Radio Flyer wagons making Phoenix kids' hospital stays less scary

Wagon for hospitals
Posted at 7:40 AM, Feb 11, 2022

A partnership between Radio Flyer and the Starlight Children's Foundation has helped a Phoenix hospital find a unique way to transport child patients around the facility instead of in a wheelchair or on a gurney.

Banner Thunderbird Medical Center has received five new specially-designed red wagons in the classic Radio Flyer style.

The idea behind the wagons is to make a child's hospital experience a little less scary and a little more fun.

The wagons are made from medical-grade fabric that workers can easily clean. They also have an IV pole attachment, a seatbelt and high, detachable walls, which make for a comfortable and safe ride.

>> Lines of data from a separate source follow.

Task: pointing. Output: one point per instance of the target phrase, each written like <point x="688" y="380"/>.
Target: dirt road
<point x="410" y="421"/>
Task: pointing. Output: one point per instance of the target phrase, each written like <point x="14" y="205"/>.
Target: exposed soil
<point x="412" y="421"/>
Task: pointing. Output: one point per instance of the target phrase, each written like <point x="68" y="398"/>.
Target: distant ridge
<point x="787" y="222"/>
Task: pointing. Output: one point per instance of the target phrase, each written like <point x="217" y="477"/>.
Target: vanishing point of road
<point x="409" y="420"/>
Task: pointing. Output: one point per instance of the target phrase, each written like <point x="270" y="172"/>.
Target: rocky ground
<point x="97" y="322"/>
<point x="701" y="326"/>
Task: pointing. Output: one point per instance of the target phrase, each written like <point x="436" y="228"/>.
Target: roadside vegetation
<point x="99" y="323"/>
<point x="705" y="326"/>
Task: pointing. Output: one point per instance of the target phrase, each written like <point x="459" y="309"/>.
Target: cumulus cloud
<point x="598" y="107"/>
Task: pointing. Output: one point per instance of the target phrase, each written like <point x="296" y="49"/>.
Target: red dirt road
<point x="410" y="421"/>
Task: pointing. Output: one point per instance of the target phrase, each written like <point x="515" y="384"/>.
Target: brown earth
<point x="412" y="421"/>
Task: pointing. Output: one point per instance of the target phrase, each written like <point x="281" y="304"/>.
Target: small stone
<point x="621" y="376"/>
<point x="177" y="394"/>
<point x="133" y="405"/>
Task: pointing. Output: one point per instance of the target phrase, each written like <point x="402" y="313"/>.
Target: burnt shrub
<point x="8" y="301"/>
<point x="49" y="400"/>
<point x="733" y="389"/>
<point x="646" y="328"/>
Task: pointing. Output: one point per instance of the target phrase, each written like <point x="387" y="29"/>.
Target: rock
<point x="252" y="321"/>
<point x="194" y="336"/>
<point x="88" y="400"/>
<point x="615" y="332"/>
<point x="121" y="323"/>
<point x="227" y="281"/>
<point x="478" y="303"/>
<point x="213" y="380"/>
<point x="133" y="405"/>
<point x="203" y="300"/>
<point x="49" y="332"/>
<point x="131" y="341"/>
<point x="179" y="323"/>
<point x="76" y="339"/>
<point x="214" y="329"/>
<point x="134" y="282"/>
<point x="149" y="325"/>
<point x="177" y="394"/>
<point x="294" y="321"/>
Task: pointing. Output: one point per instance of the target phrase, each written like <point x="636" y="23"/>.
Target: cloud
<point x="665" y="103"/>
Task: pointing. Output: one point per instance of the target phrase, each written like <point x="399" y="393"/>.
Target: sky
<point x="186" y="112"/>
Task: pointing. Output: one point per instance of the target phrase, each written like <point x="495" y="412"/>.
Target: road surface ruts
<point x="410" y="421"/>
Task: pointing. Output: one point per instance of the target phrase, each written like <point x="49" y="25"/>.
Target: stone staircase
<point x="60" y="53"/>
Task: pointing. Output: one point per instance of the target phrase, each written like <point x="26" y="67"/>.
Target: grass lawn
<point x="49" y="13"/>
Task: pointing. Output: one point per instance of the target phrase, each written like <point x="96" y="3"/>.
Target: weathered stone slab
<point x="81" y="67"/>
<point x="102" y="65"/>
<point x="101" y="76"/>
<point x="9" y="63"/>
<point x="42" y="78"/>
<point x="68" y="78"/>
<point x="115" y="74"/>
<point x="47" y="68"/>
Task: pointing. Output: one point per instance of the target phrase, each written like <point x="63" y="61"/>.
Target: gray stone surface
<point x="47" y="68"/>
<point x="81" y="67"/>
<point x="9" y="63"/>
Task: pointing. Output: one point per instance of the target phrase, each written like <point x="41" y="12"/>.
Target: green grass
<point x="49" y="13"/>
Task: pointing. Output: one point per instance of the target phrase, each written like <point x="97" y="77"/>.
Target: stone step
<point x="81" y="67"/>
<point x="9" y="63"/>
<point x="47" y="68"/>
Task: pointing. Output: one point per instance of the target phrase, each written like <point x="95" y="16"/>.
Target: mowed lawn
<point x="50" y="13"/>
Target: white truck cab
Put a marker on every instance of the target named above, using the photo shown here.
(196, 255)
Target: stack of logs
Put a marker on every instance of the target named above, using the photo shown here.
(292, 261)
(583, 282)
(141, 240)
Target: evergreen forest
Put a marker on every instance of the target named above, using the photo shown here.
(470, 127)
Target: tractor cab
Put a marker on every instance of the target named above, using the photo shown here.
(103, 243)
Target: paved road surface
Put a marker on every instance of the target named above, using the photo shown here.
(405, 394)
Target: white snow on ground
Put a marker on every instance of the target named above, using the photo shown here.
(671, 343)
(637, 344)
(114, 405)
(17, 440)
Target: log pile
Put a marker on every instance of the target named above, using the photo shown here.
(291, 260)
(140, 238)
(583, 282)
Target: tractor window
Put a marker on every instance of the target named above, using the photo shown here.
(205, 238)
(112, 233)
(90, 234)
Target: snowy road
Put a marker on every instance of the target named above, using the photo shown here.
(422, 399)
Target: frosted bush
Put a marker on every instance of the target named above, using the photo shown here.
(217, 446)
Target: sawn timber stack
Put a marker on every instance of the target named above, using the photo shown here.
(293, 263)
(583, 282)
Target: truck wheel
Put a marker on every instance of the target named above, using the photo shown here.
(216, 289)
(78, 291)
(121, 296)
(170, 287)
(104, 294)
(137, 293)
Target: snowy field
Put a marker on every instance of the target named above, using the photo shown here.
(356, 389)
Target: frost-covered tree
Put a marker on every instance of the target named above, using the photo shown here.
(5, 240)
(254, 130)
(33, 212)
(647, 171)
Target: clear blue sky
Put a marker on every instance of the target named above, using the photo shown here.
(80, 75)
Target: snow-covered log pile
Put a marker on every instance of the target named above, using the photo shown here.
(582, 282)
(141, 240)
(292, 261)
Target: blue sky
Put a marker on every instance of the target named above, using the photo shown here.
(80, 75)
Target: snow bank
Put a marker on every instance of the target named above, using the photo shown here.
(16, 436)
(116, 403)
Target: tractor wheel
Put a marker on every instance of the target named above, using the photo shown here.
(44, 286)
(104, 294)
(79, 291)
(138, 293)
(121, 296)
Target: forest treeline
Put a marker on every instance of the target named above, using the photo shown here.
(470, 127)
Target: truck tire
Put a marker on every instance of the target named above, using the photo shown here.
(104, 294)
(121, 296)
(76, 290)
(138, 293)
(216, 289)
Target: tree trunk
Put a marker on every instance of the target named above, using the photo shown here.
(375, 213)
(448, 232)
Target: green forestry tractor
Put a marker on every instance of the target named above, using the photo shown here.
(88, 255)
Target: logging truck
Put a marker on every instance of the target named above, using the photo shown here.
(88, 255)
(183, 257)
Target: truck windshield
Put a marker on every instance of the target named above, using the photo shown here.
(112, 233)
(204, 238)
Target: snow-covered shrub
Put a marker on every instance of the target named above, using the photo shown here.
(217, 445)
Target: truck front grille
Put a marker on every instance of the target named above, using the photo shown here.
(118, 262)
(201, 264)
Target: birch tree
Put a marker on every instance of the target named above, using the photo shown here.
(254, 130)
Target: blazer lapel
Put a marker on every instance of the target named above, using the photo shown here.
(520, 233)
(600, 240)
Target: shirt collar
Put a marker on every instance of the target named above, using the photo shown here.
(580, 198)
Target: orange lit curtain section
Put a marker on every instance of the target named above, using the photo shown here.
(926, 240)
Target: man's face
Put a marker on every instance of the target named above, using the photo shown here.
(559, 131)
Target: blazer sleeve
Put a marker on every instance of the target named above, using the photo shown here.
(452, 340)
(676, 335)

Radio Flyer and Starlight have been making the wagons for about 20 years, and they've given more than 15,000 to hospitals in places where they're needed.


Starlight CEO Adam Garone says his family knows the impact of the wagons firsthand.

"My niece a few years ago was diagnosed with brain cancer, and she spent eight months in (a) children's hospital, and she would sleep in the Radio Flyer wagon — she preferred to sleep in that," Garone said. "It just made those moments when she knew she was going into more chemo, going from her bed to the treatment transformed it and allowed her just to be a kid with something familiar and loved."

Especially during the pandemic with limited hospital visitors, Garone said the wagons make young patients feel less alone and help take them out of the moment.

Those interested can donate money to Starlight specifically to fund more wagons.